Внешне Сергей Петрович нетороплив, обстоятелен. Каждое действие долго обдумывает, взвешивает. Жена его перевоспитывала, старалась, чтобы он «быстрее шевелился». Но отец плохо поддавался домашней дрессировке. Познакомились они в сорок восьмом году. Сергей Петрович привел в медсанчасть плотника из строительного батальона с окровавленной кистью левой руки. Нина Петровна как раз дежурила. Быстро повела испуганного солдата в процедурный кабинет на промывание, потом в рентгеновский — снимок делать. Сергей Петрович ждал в коридоре. «Плохо за рабочими смотрите, парень чуть калекой не остался, — укорила она Сергея Петровича, но, встретив удрученный взгляд, пожалела: — Не горюйте, поправится!»
Сергея Петровича три дня как назначили мастером, повысили зарплату, из которой он уже собрался посылать родителям в Актюбинск на сто рублей больше, и вдруг это происшествие. Теперь его могли вообще уволить за нарушение техники безопасности, хотя сам он, разумеется, ничего не нарушал. Не стоять же возле каждого рабочего и следить, чтобы не сунул невзначай руку куда не нужно.
Его не уволили. Обошлось. Через неделю он пришел в больницу, разыскал свою будущую жену, молоденькую медичку, и отдал ей букет белой сирени. Букет был немножко вялый, оттого что два дня Сергей Петрович не заставал на дежурстве именно ту медсестру, которая ему сразу приглянулась.

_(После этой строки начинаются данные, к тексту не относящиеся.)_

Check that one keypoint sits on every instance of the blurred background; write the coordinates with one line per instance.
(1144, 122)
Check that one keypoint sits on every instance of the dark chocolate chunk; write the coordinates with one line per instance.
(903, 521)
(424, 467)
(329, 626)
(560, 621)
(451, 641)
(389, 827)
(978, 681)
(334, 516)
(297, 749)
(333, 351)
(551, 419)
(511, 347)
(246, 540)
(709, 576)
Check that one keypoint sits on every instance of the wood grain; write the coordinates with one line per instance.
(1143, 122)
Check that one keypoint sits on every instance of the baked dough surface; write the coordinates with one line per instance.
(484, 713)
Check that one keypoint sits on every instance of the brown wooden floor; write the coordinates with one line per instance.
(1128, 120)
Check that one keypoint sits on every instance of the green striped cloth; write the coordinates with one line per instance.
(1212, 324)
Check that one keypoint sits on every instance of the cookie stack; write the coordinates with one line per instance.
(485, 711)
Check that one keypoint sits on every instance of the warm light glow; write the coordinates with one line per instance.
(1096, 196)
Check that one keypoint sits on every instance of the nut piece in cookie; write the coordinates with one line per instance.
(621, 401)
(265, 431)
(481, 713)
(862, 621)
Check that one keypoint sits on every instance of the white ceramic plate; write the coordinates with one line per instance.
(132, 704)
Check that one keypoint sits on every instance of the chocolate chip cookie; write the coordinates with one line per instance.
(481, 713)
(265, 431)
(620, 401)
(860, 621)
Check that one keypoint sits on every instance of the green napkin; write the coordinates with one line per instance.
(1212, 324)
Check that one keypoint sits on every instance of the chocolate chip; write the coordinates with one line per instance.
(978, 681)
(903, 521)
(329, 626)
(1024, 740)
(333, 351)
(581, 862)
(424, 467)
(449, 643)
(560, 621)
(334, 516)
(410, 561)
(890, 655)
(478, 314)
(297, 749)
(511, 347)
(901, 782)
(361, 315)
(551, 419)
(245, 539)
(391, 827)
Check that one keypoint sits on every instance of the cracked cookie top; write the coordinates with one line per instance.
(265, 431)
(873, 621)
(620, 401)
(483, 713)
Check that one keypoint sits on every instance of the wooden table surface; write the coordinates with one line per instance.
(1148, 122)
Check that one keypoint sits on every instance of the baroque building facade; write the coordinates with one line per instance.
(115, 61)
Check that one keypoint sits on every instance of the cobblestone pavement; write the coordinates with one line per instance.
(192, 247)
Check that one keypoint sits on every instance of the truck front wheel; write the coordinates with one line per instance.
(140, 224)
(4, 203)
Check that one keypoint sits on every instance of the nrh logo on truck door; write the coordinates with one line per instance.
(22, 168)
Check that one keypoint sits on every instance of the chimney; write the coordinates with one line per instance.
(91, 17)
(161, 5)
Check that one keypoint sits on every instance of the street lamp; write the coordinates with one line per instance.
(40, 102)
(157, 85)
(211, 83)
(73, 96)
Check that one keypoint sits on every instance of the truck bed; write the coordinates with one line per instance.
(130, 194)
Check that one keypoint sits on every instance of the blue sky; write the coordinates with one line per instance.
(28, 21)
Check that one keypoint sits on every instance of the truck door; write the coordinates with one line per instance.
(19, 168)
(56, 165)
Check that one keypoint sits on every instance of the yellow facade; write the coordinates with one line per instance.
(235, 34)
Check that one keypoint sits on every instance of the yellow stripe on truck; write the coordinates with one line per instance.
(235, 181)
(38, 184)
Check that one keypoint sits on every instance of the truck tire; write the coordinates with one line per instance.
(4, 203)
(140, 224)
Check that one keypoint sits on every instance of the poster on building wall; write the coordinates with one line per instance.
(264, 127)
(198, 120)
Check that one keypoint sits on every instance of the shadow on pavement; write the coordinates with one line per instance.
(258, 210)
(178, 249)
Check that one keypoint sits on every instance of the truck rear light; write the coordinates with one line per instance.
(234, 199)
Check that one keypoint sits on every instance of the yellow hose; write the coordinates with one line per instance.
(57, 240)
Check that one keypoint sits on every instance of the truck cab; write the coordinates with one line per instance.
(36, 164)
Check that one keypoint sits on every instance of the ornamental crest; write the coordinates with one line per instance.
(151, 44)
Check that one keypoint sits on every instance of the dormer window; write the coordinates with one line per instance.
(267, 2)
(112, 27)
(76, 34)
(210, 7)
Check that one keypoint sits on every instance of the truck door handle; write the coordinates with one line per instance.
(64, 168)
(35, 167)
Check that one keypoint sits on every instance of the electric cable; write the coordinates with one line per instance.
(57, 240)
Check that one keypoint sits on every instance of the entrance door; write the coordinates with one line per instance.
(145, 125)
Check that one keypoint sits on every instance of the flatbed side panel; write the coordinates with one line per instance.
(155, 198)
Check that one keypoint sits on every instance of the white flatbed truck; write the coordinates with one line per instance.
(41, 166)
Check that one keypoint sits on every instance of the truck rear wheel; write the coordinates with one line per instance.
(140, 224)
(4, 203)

Когда Сергей Петрович мыл посуду, чашки не выскальзывали у него и не разбивались. Когда встряхивал коврики, на его рубашку не оседала пыль. Беспомощным он сделался теперь — все из рук валилось.
— …Ты не знаешь, куда мамина общая тетрадь делась? — спросил у дочери Сергей Петрович.
— Я тебе еще не сказала. Вера Анатольевна познакомила меня с одним человеком. Он посмотрит, нельзя ли что-то с ней сделать.
— Что именно? — забеспокоился отец.
— Ну я не знаю. Может быть, кино снять.
— Какое кино? Зачем? Ох, эта Вера Анатольевна, вечно что-нибудь затеет, неугомонная. Возьми тетрадь назад, пока она не затерялась. Я тебя прошу.
Мила удивленно смотрела на отца.
— Ничего из этого не выйдет, понимаешь? — продолжал отец. — Вера фантазирует, как всегда. То в ансамбль какой-то Нину устраивала, теперь кино придумала! Нет! Кроме нас с тобой, никому эта тетрадь не нужна. Не дорога. Забери! Мама писала не для кино, а для себя. Как могла, как хотела. Этому ее никто не учил, — Сергей Петрович горячился. — Понимаешь, там у них, в искусстве, свои законы, правила. Стиль, язык и все такое. А она этого ничего не знает. Просто записала и все.
— Пап, ну что ты волнуешься? Не надо! Я все поняла. Заберу. Завтра же.